Barton Paul Levenson says
[[Re: Gavin’s Response in #82: The letter in #18 was indeed the reference. I now learn (linked below) that Prof. Essenhigh had over “40 years experience of radiative modeling and testing the predicted behavior experimentally.” Following the reprint mentioned in #84, I find two detailed responses to the professor’s published doubt that co2 drives GW, followed by his extensive rebuttal to each (parts of which may also respond to criticism linked by Gavin in #18).]]
I think a lot of people here have read the old Chemical Innovation In Boxes for November and December 2001. I know I have. And Essenhigh is still doing the calculation wrong, and he still doesn’t understand atmosphere physics.
Combustion people need to know radiative transfer to model what goes on in blast furnaces and similar industrial environments.

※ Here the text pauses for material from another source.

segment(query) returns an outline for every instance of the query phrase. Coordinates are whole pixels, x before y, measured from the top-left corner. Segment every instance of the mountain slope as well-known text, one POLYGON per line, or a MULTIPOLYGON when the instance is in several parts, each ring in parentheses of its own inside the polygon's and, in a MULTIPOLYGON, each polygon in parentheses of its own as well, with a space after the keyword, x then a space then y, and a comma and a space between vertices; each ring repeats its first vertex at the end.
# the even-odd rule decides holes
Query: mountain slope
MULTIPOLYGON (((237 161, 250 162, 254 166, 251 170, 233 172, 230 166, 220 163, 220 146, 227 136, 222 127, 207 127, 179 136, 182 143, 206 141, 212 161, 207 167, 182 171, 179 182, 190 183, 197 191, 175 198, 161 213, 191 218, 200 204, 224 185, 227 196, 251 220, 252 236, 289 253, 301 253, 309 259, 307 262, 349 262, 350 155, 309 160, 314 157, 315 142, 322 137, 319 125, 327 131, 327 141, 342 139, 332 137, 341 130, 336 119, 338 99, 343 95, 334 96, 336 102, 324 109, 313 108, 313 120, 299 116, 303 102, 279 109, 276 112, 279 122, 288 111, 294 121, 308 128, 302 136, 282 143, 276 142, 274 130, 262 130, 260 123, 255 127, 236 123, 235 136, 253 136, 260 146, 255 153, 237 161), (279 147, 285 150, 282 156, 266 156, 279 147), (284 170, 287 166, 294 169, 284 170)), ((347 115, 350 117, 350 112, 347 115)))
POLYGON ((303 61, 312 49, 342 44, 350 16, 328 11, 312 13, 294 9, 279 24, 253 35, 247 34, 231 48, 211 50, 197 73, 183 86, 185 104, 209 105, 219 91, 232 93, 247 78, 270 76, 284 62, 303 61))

They do not need to know how the atmosphere is structured or how the climate works, and from Essenhigh’s statements, he clearly doesn’t understand either.
Barton Paul Levenson says
[[Given the short record (66 years), why cannot the recent warmth be part of a normal variation?]]
Because we have enough stations continuously manned outside Australia to go back 150 years, plus a wealth of proxies such as tree rings, ice cores, lake and ocean sediments, and the O18/O16 ratio in seashells. The temperature now is higher than it has been in 1300 years, and likely longer than that.
James says
Re #90: “Given the short record (66 years), why cannot the recent warmth be part of a normal variation?”
Short answer is that it could. However, you’re doing something I see a lot of people do, which is assuming that we’ve noticed an increase in temperatures, and climate science has developed a “global warming caused by anthropogenic CO2” theory in response. In fact, that’s exactly backwards: the theory (in an early version) was developed around 1900 by Arrhenius & others. It has been extended, based on the known, measured properties of CO2 and its increasing concentration in the atmosphere, which in turn is both measured and correlated to the known amounts of fossil fuel burned.
Another factor here is the lag time in the system: just as your house, for instance, takes a certain amount of time to warm up after you raise the thermostat setting, so too does the Earth take time to warm up, and since it’s pretty big, it takes a long time.
The bottom line is that the theory tells us that the Earth should be warming (and that there’s a lot more warming to come). When we see signs of warming, and we see many different ones from all over the world, we should take them as evidence supporting the theory. So yes, your own local warming in Australia might be part of normal climate variation, but if you consider all the warming signs all over the world, the chance that they’re all due to local variations seems pretty slim.